The primary driver of lactate threshold improvement is volume, specifically, consistent aerobic work that develops the mitochondrial density and capillary network needed for more efficient lactate clearance. This is one of the physiological arguments for keeping most of your training genuinely easy: it builds the infrastructure your body needs to handle harder work better.

Threshold-specific sessions, sustained efforts at or just below LT2, often called tempo runs or sweet spot rides, also directly improve the intensity you can sustain before accumulation accelerates. And high-intensity interval work pushes the ceiling higher, which can in turn shift threshold upward over time.

The good news for more experienced athletes is that lactate threshold often continues to respond to training even when VO2 max has largely plateaued.

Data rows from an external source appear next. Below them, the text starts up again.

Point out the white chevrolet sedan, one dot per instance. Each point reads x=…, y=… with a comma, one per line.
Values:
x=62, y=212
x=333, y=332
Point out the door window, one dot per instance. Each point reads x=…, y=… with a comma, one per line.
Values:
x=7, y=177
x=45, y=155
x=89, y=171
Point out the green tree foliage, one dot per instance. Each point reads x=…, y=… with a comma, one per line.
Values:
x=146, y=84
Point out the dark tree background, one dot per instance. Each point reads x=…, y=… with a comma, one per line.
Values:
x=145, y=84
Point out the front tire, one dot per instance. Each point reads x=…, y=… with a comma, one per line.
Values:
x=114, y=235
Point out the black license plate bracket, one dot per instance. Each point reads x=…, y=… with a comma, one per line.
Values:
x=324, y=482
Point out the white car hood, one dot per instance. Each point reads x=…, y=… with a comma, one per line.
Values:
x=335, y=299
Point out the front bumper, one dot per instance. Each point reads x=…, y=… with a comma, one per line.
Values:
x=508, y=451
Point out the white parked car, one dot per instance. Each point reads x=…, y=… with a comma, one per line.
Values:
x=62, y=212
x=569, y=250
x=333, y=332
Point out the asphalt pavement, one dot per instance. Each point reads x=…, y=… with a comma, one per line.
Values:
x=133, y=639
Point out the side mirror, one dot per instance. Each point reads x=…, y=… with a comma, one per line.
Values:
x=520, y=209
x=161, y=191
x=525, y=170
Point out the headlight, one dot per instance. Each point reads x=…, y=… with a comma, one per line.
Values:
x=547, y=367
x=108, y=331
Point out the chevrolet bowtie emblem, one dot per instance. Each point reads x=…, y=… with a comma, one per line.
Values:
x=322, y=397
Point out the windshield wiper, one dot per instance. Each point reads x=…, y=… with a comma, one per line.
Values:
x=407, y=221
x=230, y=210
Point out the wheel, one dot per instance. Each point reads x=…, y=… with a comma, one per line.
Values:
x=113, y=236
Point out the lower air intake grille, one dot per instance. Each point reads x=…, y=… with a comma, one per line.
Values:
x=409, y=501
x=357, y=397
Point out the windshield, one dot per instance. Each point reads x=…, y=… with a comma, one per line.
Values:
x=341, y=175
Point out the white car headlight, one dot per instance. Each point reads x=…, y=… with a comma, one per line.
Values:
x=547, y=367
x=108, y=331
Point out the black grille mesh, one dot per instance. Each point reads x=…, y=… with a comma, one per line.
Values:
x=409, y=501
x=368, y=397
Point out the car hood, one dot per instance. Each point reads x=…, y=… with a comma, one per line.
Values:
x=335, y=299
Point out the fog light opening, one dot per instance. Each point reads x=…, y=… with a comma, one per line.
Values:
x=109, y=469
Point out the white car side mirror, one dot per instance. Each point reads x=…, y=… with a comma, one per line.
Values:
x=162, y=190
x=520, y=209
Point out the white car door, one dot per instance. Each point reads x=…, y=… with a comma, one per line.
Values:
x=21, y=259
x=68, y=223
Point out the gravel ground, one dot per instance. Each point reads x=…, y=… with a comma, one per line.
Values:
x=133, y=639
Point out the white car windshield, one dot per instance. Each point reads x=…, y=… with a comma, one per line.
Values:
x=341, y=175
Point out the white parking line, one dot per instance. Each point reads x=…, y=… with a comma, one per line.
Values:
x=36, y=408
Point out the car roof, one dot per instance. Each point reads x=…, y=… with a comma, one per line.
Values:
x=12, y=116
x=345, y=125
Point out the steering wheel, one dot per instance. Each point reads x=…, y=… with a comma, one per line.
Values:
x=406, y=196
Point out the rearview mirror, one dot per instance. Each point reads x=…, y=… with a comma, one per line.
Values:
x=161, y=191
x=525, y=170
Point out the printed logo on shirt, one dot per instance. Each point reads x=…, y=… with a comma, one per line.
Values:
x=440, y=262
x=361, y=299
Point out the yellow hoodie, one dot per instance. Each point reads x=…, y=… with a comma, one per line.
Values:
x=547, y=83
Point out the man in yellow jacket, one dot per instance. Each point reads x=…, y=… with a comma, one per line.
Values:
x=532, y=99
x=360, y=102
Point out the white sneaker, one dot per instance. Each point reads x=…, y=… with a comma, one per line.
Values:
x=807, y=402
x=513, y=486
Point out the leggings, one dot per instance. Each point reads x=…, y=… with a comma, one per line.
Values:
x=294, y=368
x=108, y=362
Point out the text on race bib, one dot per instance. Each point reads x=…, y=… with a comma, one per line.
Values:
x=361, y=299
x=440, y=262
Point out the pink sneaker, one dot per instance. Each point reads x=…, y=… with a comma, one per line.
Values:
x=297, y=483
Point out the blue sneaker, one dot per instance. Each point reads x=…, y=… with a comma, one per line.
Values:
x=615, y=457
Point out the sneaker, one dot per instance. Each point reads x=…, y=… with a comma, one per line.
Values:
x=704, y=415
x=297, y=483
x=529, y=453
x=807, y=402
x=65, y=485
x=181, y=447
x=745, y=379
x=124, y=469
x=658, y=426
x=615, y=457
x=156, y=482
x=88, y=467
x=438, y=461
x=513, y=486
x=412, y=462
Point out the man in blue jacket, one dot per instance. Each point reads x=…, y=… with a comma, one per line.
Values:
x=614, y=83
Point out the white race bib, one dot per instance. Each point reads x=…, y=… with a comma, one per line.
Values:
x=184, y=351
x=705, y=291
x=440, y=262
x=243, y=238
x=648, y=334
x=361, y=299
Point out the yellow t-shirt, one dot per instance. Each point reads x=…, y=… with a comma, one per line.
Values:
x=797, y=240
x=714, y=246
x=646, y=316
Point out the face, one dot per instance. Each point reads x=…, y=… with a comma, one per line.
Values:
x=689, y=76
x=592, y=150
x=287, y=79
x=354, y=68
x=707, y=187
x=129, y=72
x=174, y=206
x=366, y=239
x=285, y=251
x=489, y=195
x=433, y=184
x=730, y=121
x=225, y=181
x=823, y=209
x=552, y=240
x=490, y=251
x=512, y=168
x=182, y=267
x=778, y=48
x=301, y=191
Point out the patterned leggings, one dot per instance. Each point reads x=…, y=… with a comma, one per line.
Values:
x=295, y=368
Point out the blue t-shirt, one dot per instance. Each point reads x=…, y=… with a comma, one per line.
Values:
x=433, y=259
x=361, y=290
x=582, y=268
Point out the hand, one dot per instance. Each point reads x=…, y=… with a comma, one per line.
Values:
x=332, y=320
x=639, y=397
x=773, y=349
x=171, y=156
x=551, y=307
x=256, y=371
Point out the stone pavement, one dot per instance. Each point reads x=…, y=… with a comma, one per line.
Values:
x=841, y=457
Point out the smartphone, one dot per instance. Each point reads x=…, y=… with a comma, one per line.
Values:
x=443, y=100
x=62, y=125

It's one of the reasons that athletes in their thirties and forties, who are training intelligently, can still meaningfully improve their race performances.

What lactate testing won't tell you

A lactate test gives you a snapshot of your physiology at a single point in time, under specific test conditions. It doesn't tell you how you'll respond to a race that starts too fast, a hot day, or three hours of glycogen depletion. Threshold values also shift with fatigue, illness, and changes in training load, so a result from six months ago may not reflect where you are today.

There's also some variability in testing protocols, the stage length, the starting intensity, and even the timing of the blood draw can affect the curve you produce. Consistency of method matters enormously if you want to use repeat tests to track progress meaningfully.

And, as with all physiological metrics, a number in isolation only tells part of the story. Lactate data becomes genuinely powerful when it's interpreted alongside VO2 max, running economy or cycling efficiency, and an honest picture of training history and recovery.

So, should everyday athletes bother?

For a recreational athlete training for a local 10k or their first half marathon, a formal lactate test probably isn't essential, though it can still be illuminating. The training practices that improve lactate threshold (aerobic base, structured threshold work, consistency) are worth doing regardless of whether you've measured it precisely.

Where lactate testing earns its place is for athletes who are serious about performance and want to stop guessing. Knowing exactly where your thresholds sit means your easy days can be truly easy, your threshold sessions can be properly calibrated, and your race pacing can be built on something more reliable than feel. It removes the most common and costly training error in endurance sport, working too hard on the days that are meant to build your base, and not hard enough when real quality is called for.

Combined with VO2 max testing and sweat analysis, lactate profiling gives you a genuinely complete picture of what's happening physiologically and turns training from an educated guess into an informed plan.